Il ne s’agit pas ici d’une attente béate. Certes la prophétie de Syméon dévoile cette lumière qui se révèlera aux nations et donnera sa gloire, mais elle ne passe pas sous silence les difficultés à venir : le fait que l’Enfant sera un signe de contradiction, et que Marie ne sera pas exempte de souffrances.

Syméon comprend ce qui va se passer. Le Messie que le peuple attend ne fera pas l’unanimité. Il suscitera l’enthousiasme des uns, mais aussi l’opposition des autres.

Le pays ne pourra donc pas être uni sous l’autorité d’un chef incontesté, mais connaîtra la division. Une ère nouvelle est sur le point de commencer, dans laquelle l’espérance aura toujours sa place, parce que tout ne sera pas encore réalisé.

Cette espérance dépourvue d’illusions, annonce toute la suite. Jésus concentrera sur sa personne tous les enthousiasmes et toutes les oppositions. C’est ce que les évangiles appellent le jugement : tous ceux qui l’entendront seront amenés à se déterminer par rapport à lui.

Eh bien c’est un grand honneur qui est fait à Syméon et Anne, car ce jugement commence le jour où Jésus est présenté dans le Temple de Jérusalem.

Nous pensons parfois que les jeunes sont plus qualifiés que les aînés sur les questions d’avenir. Ce texte nous dit exactement le contraire : la maturité spirituelle de Syméon et d’Anne leur permet de comprendre ce qui vient.

Il est dommage que les personnes âgées soient de plus en plus déconsidérées. Leur expérience de vie leur donne un atout irremplaçable qui échappe aux jeunes et à tous ceux qui ont prônent le jeunisme. Il est stérile d’opposer les jeunes aux aînés alors que nous pourrions apprendre les uns des autres.

Dans nos Eglises historiques, la moyenne d’âge est plutôt élevée. Pourquoi ne pas voir cet état de fait comme un atout plutôt que de chercher frénétiquement des jeunes. Si certains d’entre eux nous rejoignent, tant mieux, nous nous en réjouirons et nous les accueillerons. Mais peut-être auront-ils besoin de faire d’autres expériences avant de trouver un intérêt dans notre vie d’Eglise.
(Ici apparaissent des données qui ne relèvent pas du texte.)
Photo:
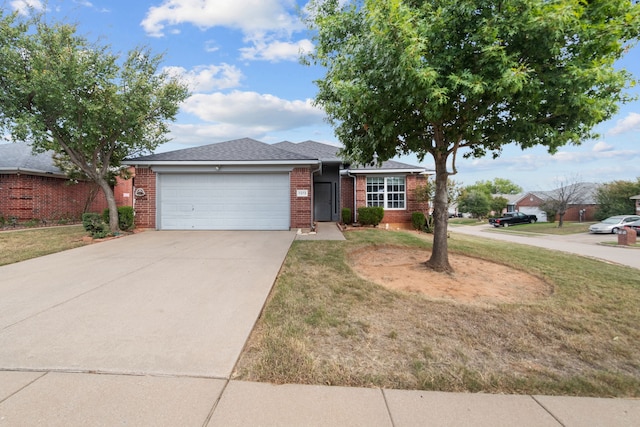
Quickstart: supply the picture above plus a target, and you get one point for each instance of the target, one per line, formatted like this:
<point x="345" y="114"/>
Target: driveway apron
<point x="155" y="303"/>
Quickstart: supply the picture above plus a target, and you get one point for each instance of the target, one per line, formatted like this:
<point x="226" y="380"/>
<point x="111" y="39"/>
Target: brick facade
<point x="144" y="205"/>
<point x="34" y="197"/>
<point x="301" y="207"/>
<point x="572" y="214"/>
<point x="399" y="218"/>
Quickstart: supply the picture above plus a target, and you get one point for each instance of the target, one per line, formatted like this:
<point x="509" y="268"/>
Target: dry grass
<point x="325" y="325"/>
<point x="21" y="245"/>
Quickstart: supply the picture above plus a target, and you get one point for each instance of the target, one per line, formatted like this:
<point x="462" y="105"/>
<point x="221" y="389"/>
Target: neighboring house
<point x="637" y="200"/>
<point x="246" y="184"/>
<point x="33" y="188"/>
<point x="581" y="208"/>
Aujourd’hui, dans notre récit, l’espérance commence avec cet Enfant et ces deux vieillards qui, grâce à leur piété inscrite dans la vie religieuse juive et dans leur longue expérience de vie, se déterminent clairement par rapport à lui.
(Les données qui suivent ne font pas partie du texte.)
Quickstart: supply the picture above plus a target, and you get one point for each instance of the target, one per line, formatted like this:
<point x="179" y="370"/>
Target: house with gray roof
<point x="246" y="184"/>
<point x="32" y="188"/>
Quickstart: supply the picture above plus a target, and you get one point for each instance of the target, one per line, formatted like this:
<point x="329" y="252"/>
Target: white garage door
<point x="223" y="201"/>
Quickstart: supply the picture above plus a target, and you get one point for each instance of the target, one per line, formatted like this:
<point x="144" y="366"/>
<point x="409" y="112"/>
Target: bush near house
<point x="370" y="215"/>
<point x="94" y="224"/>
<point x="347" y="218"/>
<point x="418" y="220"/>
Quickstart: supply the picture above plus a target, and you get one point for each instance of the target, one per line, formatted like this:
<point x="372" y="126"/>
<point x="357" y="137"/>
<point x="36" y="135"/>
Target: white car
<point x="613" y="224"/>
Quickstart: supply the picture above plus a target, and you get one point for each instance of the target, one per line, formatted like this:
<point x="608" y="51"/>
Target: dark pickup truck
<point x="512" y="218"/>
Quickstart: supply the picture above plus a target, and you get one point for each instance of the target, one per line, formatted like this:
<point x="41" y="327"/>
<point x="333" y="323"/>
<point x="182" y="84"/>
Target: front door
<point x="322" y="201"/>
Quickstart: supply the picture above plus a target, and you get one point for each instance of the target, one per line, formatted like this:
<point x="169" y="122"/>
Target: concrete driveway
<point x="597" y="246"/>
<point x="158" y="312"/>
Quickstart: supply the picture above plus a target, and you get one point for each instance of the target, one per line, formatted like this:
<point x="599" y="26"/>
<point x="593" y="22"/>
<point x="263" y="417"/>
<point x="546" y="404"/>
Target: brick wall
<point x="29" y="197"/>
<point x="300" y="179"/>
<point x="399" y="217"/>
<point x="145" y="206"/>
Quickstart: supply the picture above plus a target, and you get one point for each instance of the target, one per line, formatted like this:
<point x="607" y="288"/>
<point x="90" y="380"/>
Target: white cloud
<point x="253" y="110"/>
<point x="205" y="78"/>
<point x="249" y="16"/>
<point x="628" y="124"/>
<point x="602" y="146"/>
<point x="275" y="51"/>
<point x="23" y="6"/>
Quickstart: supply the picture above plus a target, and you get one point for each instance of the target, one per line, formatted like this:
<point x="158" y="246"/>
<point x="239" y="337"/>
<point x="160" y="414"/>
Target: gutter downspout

Syméon et Anne peuvent encore nous inspirer dans notre vie de foi, dans notre monde où tout n’est pas encore accompli, dans un monde où l’on peut discerner de véritables lueurs d’espoir, des marques d’amour et de solidarité, mais aussi des guerres, des épidémies, des problèmes économiques.

Le Royaume de Dieu n’est pas encore pleinement réalisé : il est à la fois là et pas encore là. Quel que soit notre âge, deux mille ans plus tard, l’expérience de Syméon et d’Anne et la confiance dont ils font preuve peuvent encore nous inspirer.